Bundestagsabgeordnete auf Informationsbesuch im IPP

Axel Fischer und Johann-Henrich Krummacher informieren sich über Fusionsforschung

6. Dezember 2006

Die beiden Mitglieder des Deutschen Bundestages Axel E. Fischer und Johann-Henrich Krummacher (beide CDU) besuchten am 6. Dezember 2006 das Max-Planck-Institut für Plasmaphysik (IPP) in Garching bei München.

Besuch im IPP: Jo Krummacher, MdB; Axel Fischer, MdB, und Prof. Alexander Bradshaw, Wissenschaftlicher Direktor des IPP (von rechts nach links)
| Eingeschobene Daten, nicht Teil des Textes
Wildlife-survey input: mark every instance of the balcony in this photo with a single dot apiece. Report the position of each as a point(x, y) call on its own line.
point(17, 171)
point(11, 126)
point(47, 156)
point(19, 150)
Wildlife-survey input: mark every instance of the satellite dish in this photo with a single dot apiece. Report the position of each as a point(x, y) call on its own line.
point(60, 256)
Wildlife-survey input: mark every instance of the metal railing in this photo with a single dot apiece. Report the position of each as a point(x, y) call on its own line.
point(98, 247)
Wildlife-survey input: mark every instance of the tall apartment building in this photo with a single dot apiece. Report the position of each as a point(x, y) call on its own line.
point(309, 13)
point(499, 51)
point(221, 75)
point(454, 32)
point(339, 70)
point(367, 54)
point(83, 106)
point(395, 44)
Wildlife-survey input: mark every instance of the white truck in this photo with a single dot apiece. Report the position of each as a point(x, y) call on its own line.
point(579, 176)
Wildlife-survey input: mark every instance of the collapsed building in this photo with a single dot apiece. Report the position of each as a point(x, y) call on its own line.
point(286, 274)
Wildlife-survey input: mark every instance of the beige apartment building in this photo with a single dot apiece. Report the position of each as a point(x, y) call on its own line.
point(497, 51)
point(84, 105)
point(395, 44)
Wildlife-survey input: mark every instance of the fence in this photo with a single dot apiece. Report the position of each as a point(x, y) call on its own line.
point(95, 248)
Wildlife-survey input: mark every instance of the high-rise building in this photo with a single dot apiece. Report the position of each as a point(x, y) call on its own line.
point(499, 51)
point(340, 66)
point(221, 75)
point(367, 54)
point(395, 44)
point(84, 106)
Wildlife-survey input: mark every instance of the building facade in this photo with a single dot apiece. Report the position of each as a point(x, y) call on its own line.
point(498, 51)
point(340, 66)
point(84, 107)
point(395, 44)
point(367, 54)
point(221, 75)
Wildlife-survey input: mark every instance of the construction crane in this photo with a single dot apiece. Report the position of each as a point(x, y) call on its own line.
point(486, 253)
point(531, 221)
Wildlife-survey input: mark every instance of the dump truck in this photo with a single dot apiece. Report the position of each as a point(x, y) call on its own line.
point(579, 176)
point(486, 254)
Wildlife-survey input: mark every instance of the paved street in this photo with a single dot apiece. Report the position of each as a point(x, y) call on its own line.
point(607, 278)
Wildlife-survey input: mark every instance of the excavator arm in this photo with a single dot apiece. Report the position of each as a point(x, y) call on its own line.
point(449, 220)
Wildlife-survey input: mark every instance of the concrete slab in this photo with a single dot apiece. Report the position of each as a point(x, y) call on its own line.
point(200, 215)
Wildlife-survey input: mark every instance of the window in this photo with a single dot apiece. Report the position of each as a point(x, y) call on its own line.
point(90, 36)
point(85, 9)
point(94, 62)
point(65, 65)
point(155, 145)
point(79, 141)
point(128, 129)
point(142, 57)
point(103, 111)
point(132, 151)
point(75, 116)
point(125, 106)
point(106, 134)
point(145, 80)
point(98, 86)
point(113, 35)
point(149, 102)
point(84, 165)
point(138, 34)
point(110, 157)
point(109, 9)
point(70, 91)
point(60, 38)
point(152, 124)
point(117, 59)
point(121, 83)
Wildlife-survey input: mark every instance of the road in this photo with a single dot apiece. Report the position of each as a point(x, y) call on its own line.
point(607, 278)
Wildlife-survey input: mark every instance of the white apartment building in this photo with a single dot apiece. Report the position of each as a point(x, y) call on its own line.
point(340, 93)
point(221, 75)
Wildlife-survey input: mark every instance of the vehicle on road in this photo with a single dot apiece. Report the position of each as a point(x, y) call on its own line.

Im Gespräch mit dem Wissenschaftlichen Direktor des IPP, Professor Dr. Alexander Bradshaw, informierten sich die Abgeordneten über den Stand der Fusionsforschung und diskutierten mit Wissenschaftlern des Instituts über das Energieproblem und die Strategie der Fusionsforschung. Dabei betonte der Abgeordnete Jo Krummacher: „Energiepolitik hat weitreichende Auswirkungen, von der wirtschaftlichen Leistungsfähigkeit unseres Landes bis hin zu unserer Umwelt und zum globalen Klima. Damit ist dies eines der grundsätzlichsten Themen überhaupt." Die Politik habe geradezu die Pflicht, sich über alle Alternativen und die jeweils damit verbundenen Chancen und Risiken ein Bild zu machen - je konkreter, desto besser. Der Abgeordnete Axel E. Fischer zeigte sich beeindruckt von der Motivation, dem Einsatz und der Schaffenskraft der IPP-Mitarbeiter: „Die Forschungsergebnisse der letzten Jahre belegen die hervorragende Arbeit am Max-Planck-Institut. Hier findet Spitzenforschung auf Weltniveau statt. Das ist gut so und soll auch zukünftig so bleiben."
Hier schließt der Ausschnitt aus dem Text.